Marques was born in Porto Alegre (described by the Carnaval travel site
as, “an important convergence zone for left-wing parties and their
ideas”), the lone child of Luiz Marques and Ana Maria Gageiro. He
was—according to his father, the former Secretary of Culture of the
state of Rio Grande do Sul—a “young cosmopolitan.” “He learned to read in French,” Luiz says. “He learned English
listening to music and watching American movies without subtitles,
without ever having any formal training. He also spoke Welsh and read
Spanish.”
“Vinícius was a boy who appeared to be normal, witty, irreverent, critical and extremely intelligent,” says Ana Cristina, his
high-school literature teacher. “Sometimes, like any teenager, [he] was
a little introspective.” Though encouraged by his teachers, who let him perform in class,
Marques kept his songwriting from his parents, who discovered a CD-R
after his death, much of it now comprising the Luaka Bop release. “When
he sang to us, say, at the beach in the summer, he never played his own
songs,” his father says. Instead, Marques focused on a small bossa-nova
repertoire.
In any other decade, one imagines, Marques would have made zines,
cassettes, Polaroids or something else tangible to communicate what was
inside him. But as a child of the 21st century, Yoñlu shared his life
online. Peering into the Internet’s ghostly corridors, his
introspection reverberated into an entire world, separate and unequal. “I can’t think of anything we didn’t discuss to be honest,” says
Miller, who—under the screenname FargalEX—bonded daily with Marques via
IM and occasional audio chats.
“One thing that got him down was a relationship he had with a girl,
Luana, who he wrote a song for,” Miller says. “But I don’t think that
was the sole factor behind the depression. I think he hated himself for
being unable to be ‘himself’ in front of other people. Apparently, he
behaved differently in front of his friends. I was never completely
clear on why he would want to kill himself, though. I always thought he
was too smart to go through with it.”
A Society bears out Marques’ uncanny musical intelligence. It’s an
album full of doorways: Each song opens to the million places that
Yoñlu—a perfectly placed 21st-century omnivore—might have gone, had he
not taken his own life. Now, instead of becoming known as a Brazilian
original, he’s all-too-easily compared with the tormented British
singer/songwriter Nick Drake, who also died too young to see his music
connect with an audience.
On Marques’ profile page on the Photo Forum, a site he posted to
only once, Marques provided his email address and IM handles, and wrote
the following sentence: “He who is born poor and ugly has great
possibilities of developing both features when he grows up.” It’s
unclear exactly what Marques meant, since he was neither poor nor ugly.
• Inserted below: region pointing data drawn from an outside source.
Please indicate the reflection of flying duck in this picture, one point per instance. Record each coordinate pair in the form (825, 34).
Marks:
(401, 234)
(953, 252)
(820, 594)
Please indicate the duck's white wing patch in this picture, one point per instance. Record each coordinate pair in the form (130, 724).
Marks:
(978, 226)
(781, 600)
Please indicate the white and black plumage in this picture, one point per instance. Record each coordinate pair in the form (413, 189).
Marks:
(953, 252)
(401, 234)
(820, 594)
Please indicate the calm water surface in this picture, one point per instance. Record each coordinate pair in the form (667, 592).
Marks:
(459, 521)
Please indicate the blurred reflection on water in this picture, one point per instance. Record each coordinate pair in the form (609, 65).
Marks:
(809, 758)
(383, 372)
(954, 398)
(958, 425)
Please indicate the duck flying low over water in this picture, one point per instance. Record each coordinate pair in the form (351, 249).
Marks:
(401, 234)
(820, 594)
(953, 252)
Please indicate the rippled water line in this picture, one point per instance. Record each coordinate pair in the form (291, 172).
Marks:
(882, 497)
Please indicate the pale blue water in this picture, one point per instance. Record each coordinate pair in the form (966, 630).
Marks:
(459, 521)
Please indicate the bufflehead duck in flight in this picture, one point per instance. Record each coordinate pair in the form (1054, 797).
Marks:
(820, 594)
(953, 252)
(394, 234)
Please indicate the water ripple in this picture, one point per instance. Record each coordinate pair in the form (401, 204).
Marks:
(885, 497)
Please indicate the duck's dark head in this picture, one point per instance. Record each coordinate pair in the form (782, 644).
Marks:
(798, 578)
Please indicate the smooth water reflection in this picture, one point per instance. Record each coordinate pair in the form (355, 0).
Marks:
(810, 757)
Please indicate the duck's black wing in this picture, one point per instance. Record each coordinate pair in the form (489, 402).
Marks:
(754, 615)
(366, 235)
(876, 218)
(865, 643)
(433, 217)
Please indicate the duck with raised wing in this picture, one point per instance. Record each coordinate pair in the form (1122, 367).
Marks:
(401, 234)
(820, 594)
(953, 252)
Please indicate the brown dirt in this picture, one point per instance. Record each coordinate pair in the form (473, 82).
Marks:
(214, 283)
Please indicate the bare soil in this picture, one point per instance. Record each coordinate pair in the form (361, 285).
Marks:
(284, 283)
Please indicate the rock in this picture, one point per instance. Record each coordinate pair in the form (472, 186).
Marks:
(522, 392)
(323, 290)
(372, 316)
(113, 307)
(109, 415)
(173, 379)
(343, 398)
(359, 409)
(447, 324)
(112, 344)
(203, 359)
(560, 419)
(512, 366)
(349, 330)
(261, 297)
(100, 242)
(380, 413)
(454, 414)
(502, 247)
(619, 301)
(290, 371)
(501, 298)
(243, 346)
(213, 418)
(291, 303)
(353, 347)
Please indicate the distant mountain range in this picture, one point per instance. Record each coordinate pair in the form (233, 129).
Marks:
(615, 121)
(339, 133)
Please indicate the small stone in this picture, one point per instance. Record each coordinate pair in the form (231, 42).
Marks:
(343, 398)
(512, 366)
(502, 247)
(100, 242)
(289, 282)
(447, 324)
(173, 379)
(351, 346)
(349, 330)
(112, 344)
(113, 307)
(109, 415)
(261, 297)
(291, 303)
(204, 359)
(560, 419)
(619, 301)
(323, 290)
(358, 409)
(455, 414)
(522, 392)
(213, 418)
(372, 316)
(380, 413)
Perhaps he was sowing the seeds of Yoñlu, a character he was playing,
before it became clear that he wasn’t playing at all.
In the final equation, it’s hard not to see Yoñlu as a construct of
the Internet, separate from Marques, alone in his room. His music
multiplied by CDs and MP3s and magazine articles, Yoñlu still wanders
the wires and the world. But Marques is unreachable, the exile complete.